Le 22 au matin, Trari orienta Montagnac vers le sud, et l'on campa vers 13 heures le long de la piste en plein bled, à 1 km au sud de la maison appelée Dar-Sidi-Bou-Rahal.

A ce moment, quelques cavaliers Arabes sont visibles sur les crêtes . On échange à distance les premiers coups de feu.

Le 23 à l'aube, Montagnac décide de se porter vers les cavaliers ennemis aperçu la veille.

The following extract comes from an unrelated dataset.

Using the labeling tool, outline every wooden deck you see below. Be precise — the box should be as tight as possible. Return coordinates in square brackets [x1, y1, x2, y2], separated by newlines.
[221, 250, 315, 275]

Il laisse à la garde du bivouac, le Commandant Froment-Coste, le Capitaine de Géreaux et des éléments de sa compagnie, la 8em, le Capitaine Burgard et sa 2em Compagnie. Ils font 4 000 mètres vers l'ouest et c'est le drame.

Surgissant des crêtes environnantes, 5 à 6 000 cavaliers Arabes, menés par Abd el-Kader, fondent sur la petite colonne. Les Hussards chargent. Courby de Cognard est blessé. Les cavaliers sont submergés et bientôt anéantis.


Les trois Compagnies de Chasseurs forment le carré et font face. au milieu d'elles, Montagnac est tué. La lutte va durer 3 heures. Puis les unités du 8ème d'Orléans succombent sous le nombre et sont massacrées.

Averti au bivouac par le Maréchal des logis Barbut, du 2em Hussards, le Commandant Froment-Coste se précipite avec la 2em Compagnie vers le combat, situé a 4 kilomètres, il n'en fera pas 2. Les Arabes qui ont vu le mouvement, l'interceptent et l'assaillent de toute part.

Froment-Coste est tué, le Capitaine Dutertre, Adjudant major est fait prisonnier...

Bientôt, il ne reste qu'une douzaine de Chasseurs que l'Adjudant Thomas, au moment de tomber aux main de l'ennemi, exhorte à se battre jusqu'au bout.

Le Capitaine de Géreaux qui a la responsabilité du bivouac, après un vain essai de se porter au secours de ses compagnons, assiste impuissant à la lutte désespérée.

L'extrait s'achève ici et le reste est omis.